I sei anelli – identificati tra loro con sei colori diversi – collegano punti nevralgici della storia del territorio, oltre a regalare scorci sorprendenti in ogni stagione dell’anno. Cultura, enogastronomia, paesaggi e tradizioni vengono tutte riunite in questo grande itinerario adatto a tutti.

Petalo arancione
Il primo percorso ad essere inaugurato, con i suoi 15,5 chilometri, ha un dislivello complessivo di 608 metri e si presta a qualsiasi tipo di praticante. Seguendo questa traccia arriverete prima al Santuario di Regina Montis Regalis di Vicoforte e poi al quartiere storico di Mondovì, chiamato Piazza.
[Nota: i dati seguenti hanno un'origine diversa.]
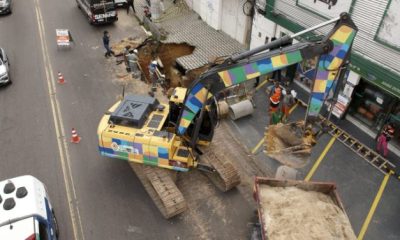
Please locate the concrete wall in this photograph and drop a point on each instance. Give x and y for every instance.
(225, 15)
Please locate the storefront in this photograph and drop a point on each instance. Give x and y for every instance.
(374, 108)
(370, 105)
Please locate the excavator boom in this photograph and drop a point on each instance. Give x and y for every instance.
(333, 51)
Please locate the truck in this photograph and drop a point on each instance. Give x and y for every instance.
(25, 210)
(290, 209)
(98, 11)
(161, 139)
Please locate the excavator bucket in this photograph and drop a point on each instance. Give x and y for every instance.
(289, 143)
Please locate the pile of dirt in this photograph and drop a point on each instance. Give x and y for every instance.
(292, 213)
(119, 47)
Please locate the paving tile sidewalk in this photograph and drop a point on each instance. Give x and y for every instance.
(185, 26)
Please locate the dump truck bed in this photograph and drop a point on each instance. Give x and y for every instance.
(289, 209)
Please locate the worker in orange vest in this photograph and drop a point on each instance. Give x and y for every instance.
(274, 101)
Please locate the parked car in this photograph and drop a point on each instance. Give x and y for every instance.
(120, 3)
(5, 6)
(4, 68)
(26, 211)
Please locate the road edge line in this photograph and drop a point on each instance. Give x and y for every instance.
(374, 205)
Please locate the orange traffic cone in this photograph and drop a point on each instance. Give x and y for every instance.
(75, 138)
(60, 78)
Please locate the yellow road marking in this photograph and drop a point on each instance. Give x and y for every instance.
(319, 160)
(58, 123)
(373, 207)
(258, 146)
(261, 84)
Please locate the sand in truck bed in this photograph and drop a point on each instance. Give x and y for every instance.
(292, 213)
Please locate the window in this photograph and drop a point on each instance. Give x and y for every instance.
(43, 231)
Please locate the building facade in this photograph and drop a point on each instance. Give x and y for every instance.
(370, 90)
(229, 16)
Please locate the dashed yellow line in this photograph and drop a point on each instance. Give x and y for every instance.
(373, 207)
(58, 123)
(258, 146)
(319, 160)
(294, 107)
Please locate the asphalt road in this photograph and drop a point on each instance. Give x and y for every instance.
(94, 197)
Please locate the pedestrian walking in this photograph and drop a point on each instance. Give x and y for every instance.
(130, 4)
(287, 103)
(257, 82)
(106, 43)
(162, 6)
(147, 12)
(383, 139)
(274, 102)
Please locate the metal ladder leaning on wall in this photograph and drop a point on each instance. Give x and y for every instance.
(372, 157)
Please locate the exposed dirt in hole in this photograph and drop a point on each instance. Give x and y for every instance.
(167, 53)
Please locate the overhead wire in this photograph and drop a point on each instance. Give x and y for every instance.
(308, 25)
(368, 42)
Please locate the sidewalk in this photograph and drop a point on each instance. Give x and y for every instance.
(352, 126)
(185, 26)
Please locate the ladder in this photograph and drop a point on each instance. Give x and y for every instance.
(372, 157)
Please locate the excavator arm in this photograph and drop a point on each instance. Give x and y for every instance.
(333, 51)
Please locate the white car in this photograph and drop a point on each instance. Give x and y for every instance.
(25, 210)
(4, 68)
(120, 3)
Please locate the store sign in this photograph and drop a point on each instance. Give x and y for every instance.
(392, 88)
(326, 8)
(340, 106)
(395, 90)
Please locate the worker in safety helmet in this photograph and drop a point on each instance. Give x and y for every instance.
(274, 102)
(153, 75)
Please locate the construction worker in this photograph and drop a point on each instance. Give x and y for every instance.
(287, 103)
(153, 75)
(106, 43)
(133, 61)
(274, 102)
(130, 4)
(383, 139)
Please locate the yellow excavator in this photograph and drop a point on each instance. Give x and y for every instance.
(161, 139)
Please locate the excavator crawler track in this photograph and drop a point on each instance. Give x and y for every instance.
(160, 185)
(226, 176)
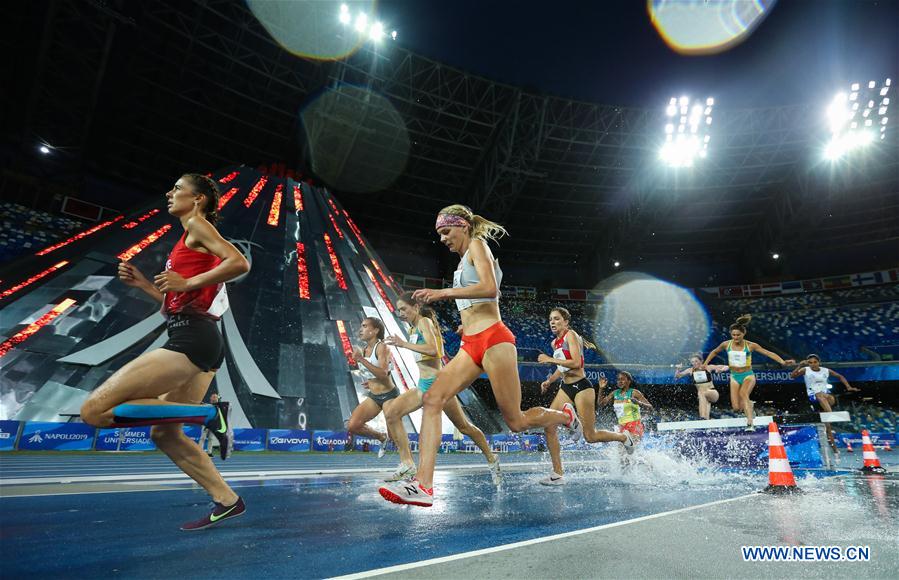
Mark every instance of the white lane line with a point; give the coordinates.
(541, 540)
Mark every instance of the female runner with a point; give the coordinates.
(818, 388)
(426, 342)
(487, 345)
(165, 387)
(374, 365)
(568, 356)
(702, 379)
(739, 359)
(626, 401)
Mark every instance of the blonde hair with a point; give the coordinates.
(566, 316)
(481, 227)
(741, 322)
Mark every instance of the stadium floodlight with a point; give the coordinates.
(852, 126)
(361, 24)
(691, 137)
(377, 31)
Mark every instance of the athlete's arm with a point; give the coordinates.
(232, 264)
(773, 356)
(130, 275)
(486, 288)
(642, 400)
(714, 353)
(843, 380)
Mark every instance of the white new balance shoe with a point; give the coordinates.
(575, 431)
(495, 473)
(407, 492)
(382, 451)
(403, 472)
(553, 479)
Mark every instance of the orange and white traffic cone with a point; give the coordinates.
(780, 475)
(872, 464)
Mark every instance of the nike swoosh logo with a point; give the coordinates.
(215, 518)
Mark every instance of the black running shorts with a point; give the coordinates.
(198, 338)
(574, 388)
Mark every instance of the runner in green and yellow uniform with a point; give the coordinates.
(739, 359)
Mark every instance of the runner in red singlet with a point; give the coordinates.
(165, 387)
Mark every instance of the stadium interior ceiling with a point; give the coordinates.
(133, 93)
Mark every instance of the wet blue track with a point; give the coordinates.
(309, 526)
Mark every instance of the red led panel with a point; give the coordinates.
(354, 229)
(378, 288)
(381, 273)
(254, 193)
(227, 197)
(133, 223)
(397, 367)
(77, 237)
(33, 279)
(41, 322)
(335, 265)
(302, 271)
(275, 212)
(230, 177)
(297, 197)
(336, 227)
(139, 247)
(347, 345)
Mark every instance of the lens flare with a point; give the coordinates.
(644, 320)
(357, 140)
(315, 29)
(703, 27)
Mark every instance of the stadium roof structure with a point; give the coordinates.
(149, 89)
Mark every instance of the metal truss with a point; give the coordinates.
(146, 89)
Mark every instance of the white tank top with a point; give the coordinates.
(466, 275)
(366, 374)
(816, 381)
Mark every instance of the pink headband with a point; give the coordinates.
(445, 219)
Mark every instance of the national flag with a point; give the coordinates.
(865, 279)
(812, 285)
(837, 282)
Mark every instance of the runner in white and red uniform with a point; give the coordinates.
(165, 387)
(575, 388)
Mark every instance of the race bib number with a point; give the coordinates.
(736, 358)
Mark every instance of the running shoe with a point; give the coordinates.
(575, 432)
(383, 450)
(407, 492)
(219, 514)
(630, 444)
(220, 427)
(402, 472)
(495, 473)
(553, 479)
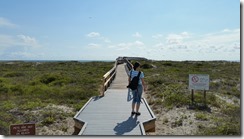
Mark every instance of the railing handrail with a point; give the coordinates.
(108, 77)
(129, 65)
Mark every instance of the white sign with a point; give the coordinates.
(198, 81)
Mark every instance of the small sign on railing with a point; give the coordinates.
(198, 82)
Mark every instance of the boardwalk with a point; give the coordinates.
(111, 114)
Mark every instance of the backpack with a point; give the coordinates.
(134, 82)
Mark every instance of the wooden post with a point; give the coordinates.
(204, 95)
(192, 96)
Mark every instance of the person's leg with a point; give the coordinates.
(138, 101)
(133, 102)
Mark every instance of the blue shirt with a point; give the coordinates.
(134, 73)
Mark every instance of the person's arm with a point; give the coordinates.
(144, 85)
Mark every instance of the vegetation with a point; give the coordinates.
(168, 88)
(31, 86)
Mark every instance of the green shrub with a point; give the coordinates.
(13, 74)
(201, 116)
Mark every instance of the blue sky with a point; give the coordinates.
(106, 29)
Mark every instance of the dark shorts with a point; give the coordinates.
(137, 95)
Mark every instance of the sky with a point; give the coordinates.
(106, 29)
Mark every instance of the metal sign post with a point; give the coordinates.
(199, 82)
(23, 129)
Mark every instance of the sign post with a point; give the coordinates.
(23, 129)
(198, 82)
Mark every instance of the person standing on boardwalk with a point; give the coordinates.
(138, 92)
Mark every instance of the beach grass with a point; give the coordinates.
(31, 86)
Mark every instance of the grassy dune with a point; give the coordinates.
(168, 91)
(48, 93)
(28, 87)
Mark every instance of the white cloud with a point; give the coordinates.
(177, 38)
(157, 36)
(93, 35)
(137, 35)
(7, 41)
(94, 45)
(29, 41)
(126, 46)
(6, 23)
(98, 36)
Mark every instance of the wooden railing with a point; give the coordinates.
(108, 78)
(128, 64)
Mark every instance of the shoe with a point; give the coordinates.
(138, 113)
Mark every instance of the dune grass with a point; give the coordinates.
(27, 86)
(168, 88)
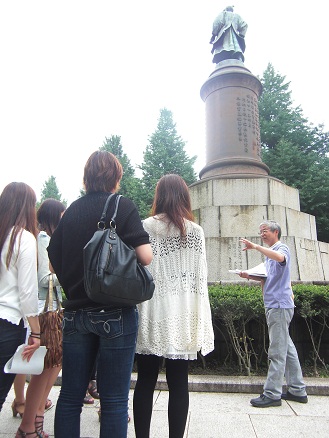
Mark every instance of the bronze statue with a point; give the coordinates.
(228, 35)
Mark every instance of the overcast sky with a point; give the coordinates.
(74, 72)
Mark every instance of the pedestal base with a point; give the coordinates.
(229, 209)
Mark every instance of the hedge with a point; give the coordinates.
(241, 331)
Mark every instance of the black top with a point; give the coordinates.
(76, 228)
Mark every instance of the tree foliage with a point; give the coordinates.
(295, 150)
(130, 185)
(50, 190)
(165, 154)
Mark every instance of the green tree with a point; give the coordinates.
(294, 149)
(50, 190)
(130, 185)
(165, 154)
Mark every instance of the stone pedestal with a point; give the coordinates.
(235, 193)
(229, 209)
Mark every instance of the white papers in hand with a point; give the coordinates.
(257, 271)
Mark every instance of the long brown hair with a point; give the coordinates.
(172, 197)
(102, 173)
(17, 211)
(49, 214)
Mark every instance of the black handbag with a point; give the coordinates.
(112, 273)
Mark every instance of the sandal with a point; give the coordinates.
(39, 427)
(18, 408)
(21, 434)
(48, 404)
(92, 389)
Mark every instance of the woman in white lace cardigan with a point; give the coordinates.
(176, 323)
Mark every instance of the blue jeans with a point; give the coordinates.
(12, 336)
(283, 356)
(110, 334)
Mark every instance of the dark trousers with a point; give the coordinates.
(11, 336)
(177, 380)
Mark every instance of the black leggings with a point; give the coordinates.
(177, 380)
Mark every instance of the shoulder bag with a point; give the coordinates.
(112, 273)
(51, 328)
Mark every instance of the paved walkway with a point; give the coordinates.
(212, 414)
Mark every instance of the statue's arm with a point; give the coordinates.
(217, 26)
(243, 26)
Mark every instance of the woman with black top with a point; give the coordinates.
(90, 329)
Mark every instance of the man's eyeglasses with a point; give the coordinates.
(263, 232)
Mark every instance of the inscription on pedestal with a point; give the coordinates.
(248, 123)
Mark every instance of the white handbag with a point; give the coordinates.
(16, 364)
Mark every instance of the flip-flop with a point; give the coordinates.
(88, 400)
(48, 404)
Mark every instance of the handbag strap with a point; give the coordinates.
(101, 223)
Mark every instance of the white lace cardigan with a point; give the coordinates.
(176, 323)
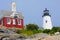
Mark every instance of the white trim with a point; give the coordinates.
(14, 22)
(19, 22)
(8, 21)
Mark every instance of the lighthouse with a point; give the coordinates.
(47, 23)
(12, 18)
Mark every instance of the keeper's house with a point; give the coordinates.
(12, 19)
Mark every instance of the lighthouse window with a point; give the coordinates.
(46, 21)
(19, 22)
(8, 21)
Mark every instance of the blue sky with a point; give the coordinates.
(33, 10)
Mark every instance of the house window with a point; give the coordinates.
(8, 21)
(14, 22)
(19, 22)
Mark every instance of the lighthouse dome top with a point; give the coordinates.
(46, 12)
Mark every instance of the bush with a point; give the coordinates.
(32, 27)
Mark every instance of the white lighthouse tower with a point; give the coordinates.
(47, 24)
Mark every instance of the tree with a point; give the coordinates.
(46, 31)
(32, 27)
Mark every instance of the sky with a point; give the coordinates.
(32, 10)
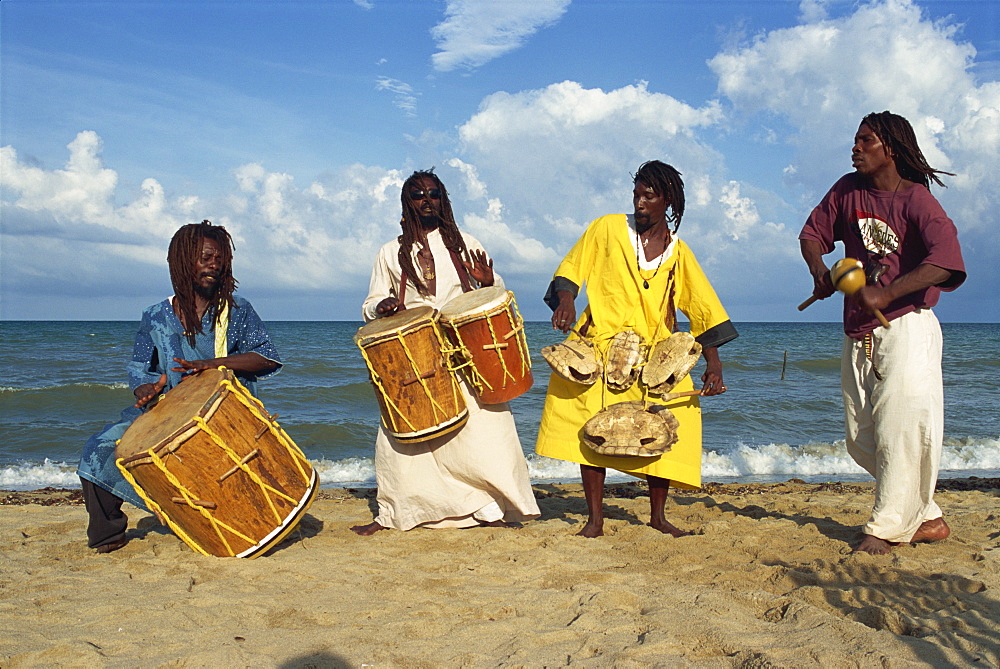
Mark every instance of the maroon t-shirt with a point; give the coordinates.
(901, 230)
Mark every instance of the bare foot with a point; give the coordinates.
(367, 530)
(667, 528)
(874, 546)
(112, 547)
(498, 523)
(931, 530)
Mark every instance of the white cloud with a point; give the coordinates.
(566, 152)
(475, 32)
(404, 97)
(823, 77)
(740, 211)
(820, 78)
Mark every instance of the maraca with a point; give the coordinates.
(848, 276)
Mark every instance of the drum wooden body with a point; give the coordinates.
(487, 328)
(418, 394)
(215, 466)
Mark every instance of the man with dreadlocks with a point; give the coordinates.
(637, 272)
(202, 326)
(475, 475)
(885, 215)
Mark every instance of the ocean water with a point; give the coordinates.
(62, 381)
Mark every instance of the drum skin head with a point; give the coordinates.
(217, 468)
(187, 399)
(475, 301)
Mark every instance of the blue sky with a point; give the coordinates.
(295, 123)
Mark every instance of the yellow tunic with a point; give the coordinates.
(604, 259)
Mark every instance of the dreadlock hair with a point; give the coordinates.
(665, 181)
(897, 136)
(412, 228)
(185, 251)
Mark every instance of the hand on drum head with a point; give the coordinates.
(190, 367)
(481, 268)
(145, 393)
(387, 307)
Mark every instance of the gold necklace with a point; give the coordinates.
(428, 269)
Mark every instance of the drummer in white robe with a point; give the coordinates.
(475, 475)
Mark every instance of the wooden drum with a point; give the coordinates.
(487, 328)
(418, 394)
(217, 468)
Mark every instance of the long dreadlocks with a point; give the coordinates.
(412, 228)
(897, 136)
(185, 251)
(665, 181)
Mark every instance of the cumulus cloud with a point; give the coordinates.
(318, 238)
(823, 76)
(562, 155)
(475, 32)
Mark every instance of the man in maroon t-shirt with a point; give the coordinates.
(886, 217)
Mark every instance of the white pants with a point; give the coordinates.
(894, 411)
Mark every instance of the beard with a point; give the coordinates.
(430, 221)
(642, 222)
(207, 292)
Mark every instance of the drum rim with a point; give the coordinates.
(502, 299)
(184, 431)
(417, 322)
(439, 430)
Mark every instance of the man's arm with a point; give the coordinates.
(253, 364)
(921, 277)
(564, 315)
(812, 253)
(713, 373)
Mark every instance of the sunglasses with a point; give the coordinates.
(434, 194)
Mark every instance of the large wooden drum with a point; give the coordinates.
(489, 332)
(217, 468)
(418, 395)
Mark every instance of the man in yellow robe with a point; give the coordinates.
(637, 273)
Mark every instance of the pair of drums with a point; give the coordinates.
(415, 358)
(217, 468)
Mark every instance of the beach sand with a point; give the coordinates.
(767, 581)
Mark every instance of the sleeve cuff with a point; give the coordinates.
(718, 335)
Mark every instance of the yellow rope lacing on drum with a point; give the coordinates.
(435, 407)
(257, 409)
(516, 324)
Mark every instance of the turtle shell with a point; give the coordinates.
(574, 360)
(625, 358)
(638, 429)
(669, 362)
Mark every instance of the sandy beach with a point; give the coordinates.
(768, 580)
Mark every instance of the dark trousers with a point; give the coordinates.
(107, 522)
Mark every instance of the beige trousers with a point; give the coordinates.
(894, 410)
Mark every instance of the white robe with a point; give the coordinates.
(462, 477)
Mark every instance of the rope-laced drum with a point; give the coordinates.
(493, 355)
(418, 394)
(217, 468)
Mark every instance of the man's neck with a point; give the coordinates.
(888, 179)
(650, 229)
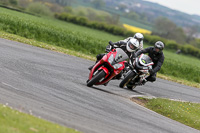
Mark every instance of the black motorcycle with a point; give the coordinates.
(139, 71)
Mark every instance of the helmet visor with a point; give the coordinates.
(131, 46)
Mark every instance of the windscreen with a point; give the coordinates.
(120, 56)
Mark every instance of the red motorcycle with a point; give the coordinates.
(108, 67)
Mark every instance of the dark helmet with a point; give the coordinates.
(159, 45)
(139, 37)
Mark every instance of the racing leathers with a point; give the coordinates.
(157, 58)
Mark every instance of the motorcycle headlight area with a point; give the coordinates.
(116, 66)
(111, 58)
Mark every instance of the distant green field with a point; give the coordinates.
(86, 40)
(134, 23)
(123, 20)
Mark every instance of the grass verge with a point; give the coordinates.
(184, 112)
(86, 40)
(12, 121)
(80, 54)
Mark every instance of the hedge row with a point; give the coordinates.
(117, 30)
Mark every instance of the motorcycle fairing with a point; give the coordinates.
(145, 60)
(117, 64)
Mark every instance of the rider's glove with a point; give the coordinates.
(108, 48)
(151, 71)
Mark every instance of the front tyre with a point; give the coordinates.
(130, 74)
(96, 78)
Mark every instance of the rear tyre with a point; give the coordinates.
(130, 74)
(96, 78)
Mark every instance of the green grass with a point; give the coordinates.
(87, 41)
(184, 112)
(135, 23)
(12, 121)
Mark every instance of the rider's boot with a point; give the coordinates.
(90, 68)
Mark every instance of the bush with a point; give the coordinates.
(39, 8)
(172, 45)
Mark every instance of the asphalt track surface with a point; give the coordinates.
(52, 86)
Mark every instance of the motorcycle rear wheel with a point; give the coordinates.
(96, 78)
(130, 74)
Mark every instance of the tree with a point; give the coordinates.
(98, 3)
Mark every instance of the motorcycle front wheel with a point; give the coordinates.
(130, 74)
(101, 74)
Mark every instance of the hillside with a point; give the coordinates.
(154, 10)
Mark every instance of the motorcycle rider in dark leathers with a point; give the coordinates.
(123, 44)
(157, 56)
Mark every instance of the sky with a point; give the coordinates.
(188, 6)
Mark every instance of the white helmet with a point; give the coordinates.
(139, 37)
(132, 45)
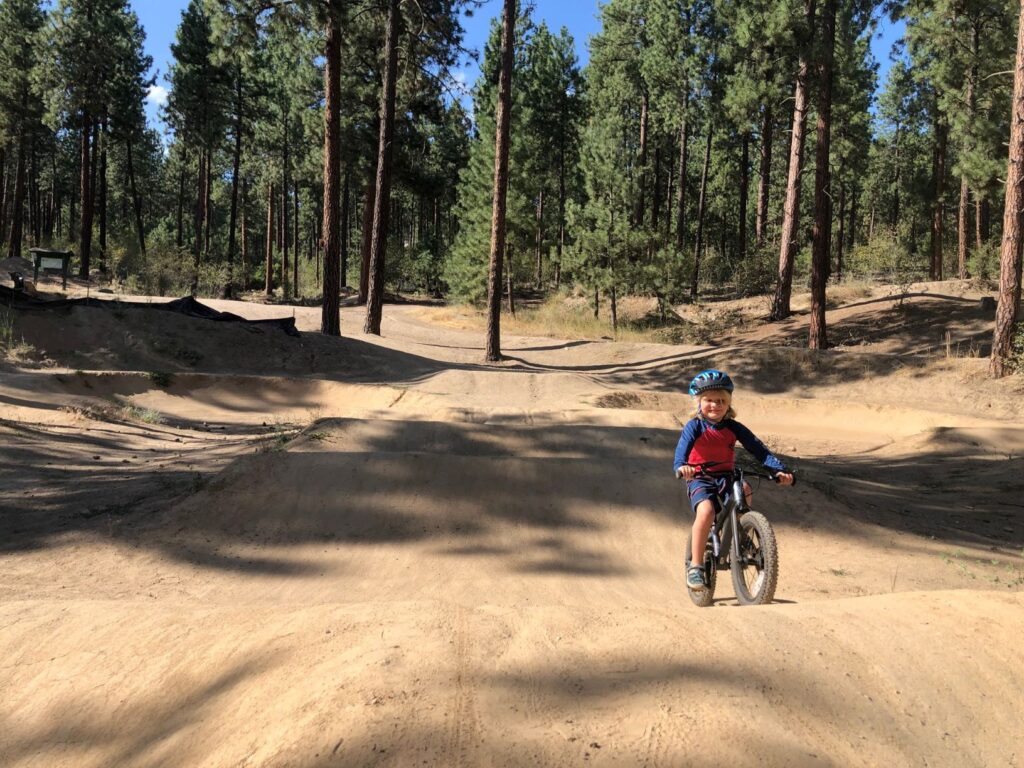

È il sentiero ideale per chi desidera esplorare la storia e l’arte locale, alternando sterrato e asfalto.
Petalo rosso
Breve e suggestivo, è perfetto per un giro in famiglia vista la lunghezza di appena 4,5 chilometri, anche se potrebbero infastidire leggermente i 200 metri di dislivello. Si svolge interamente nei dintorni di Mondovì e vi permetterà di incontrare almeno tre cappelle degne di nota, oltre alla chiesa di S.Michele Arcangelo.
Petalo blu
Un anello perfetto per le mountain bike e per gli amanti del gravel, il cui giro completo misura 17 chilometri con 712 metri di dislivello. Si può partire da S. Grato di Vicoforte oppure S.Teobaldo di Niella, dove vi dovrete inserire nel percorso fucsia per un breve tratto. Rimarrete piacevolmente sorpresi dal segmento che vi porterà a Niella scendendo dalla Bicocca.
Petalo giallo
Lungo questo percorso è situata una delle Panchine Giganti disperse nel cuneese, ma i protagonisti principali sono i boschi e i punti panoramici offerti di questi 14 chilometri tra Monasterolo Casotto e Viola.
Petalo verde
Unisce le valli Mongia e Casotto, con connotati più montani, per chi non vuole perdere l’occasione di salire più in quota. Ogni petalo può essere collegato agli altri, per ripercorrere la Storia a piedi, in sella a una bici o a un cavallo.
Petalo fucsia
È il percorso maggiormente immerso nella natura del Sentiero Landandé e si sviluppa su un tracciato di 23 chilometri fatto di continui saliscendi. Affrontando questo versante, infatti, troverete pochissima pianura, per un continuo mangia e bevi. Alla fine, il dislivello totale sarà attorno agli 800 metri, complice anche la salita al Colle della Guardia. Il compimento dell’interno anello vi consentirà di vedere il Santuario di Vicoforte e la chiesetta di S. Teobaldo nel comune di Niella.